World Hum: You lived in China for five years without a car. Do you feel like you missed things during that period?

Peter Hessler: Not really. The Peace Corps actually had a rule that you got thrown out automatically if you were caught driving. The officials at the college [where I was stationed] were impressed that Adam Meier and I knew how to drive, and sometimes they’d ask us to drive back to campus after these drunken banquets, after endless shots of baijiu. We always played by the rules and declined. So I suppose I missed out on that particular driving experience.
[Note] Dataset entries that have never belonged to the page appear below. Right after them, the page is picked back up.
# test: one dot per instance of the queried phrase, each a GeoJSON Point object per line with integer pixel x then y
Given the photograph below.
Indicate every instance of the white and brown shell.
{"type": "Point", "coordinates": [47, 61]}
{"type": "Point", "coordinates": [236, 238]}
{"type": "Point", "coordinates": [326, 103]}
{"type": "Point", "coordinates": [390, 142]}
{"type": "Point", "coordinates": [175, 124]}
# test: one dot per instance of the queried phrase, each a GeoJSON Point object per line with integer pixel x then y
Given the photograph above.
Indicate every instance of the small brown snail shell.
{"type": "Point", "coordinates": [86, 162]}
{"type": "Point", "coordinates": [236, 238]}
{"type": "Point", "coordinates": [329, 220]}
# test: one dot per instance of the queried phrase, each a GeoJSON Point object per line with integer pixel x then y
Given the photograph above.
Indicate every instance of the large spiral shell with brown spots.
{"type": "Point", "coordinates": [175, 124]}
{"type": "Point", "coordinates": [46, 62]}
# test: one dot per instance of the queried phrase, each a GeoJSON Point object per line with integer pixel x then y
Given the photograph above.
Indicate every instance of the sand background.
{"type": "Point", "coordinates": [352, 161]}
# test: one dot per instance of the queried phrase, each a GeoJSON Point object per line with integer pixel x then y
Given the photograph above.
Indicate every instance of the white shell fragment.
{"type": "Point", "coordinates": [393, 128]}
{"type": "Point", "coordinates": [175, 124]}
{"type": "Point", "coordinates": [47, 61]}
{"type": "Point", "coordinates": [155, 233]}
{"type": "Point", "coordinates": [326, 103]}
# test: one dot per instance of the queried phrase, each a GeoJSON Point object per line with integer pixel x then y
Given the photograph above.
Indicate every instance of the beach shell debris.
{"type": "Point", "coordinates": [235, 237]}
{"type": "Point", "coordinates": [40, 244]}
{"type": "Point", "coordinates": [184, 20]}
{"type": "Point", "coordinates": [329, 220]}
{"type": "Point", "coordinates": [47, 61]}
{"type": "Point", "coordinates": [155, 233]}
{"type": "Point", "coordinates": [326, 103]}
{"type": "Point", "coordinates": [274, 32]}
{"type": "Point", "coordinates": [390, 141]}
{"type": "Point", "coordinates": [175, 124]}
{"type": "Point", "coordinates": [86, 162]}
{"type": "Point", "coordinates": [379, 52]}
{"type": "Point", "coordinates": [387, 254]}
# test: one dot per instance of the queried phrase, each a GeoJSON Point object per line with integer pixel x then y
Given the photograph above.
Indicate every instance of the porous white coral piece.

I think the timing for the license was good. When I first started freelancing full time, in 1999, I did a lot of travel by train. And I had traveled by train and boat during my Peace Corps years. So I spent some time seeing the country from that perspective, but by 2001 I was ready for a new mode of transportation. I appreciated some of the things that a car allowed me to do—report more freely, for example, going wherever I pleased. It gave me more flexibility in terms of being able to camp. And it allowed me to avoid hiring a local driver who might tip off the authorities. By that point I had been reporting long enough to know some of these pitfalls. Also, like a lot of people from the Midwest, I’ve always enjoyed driving. I just like being on an empty road, and there are a lot of them in western China.

It seems that being able to drive opened up new parts of China to you, which you hadn’t known before. How did it change the way you saw the country?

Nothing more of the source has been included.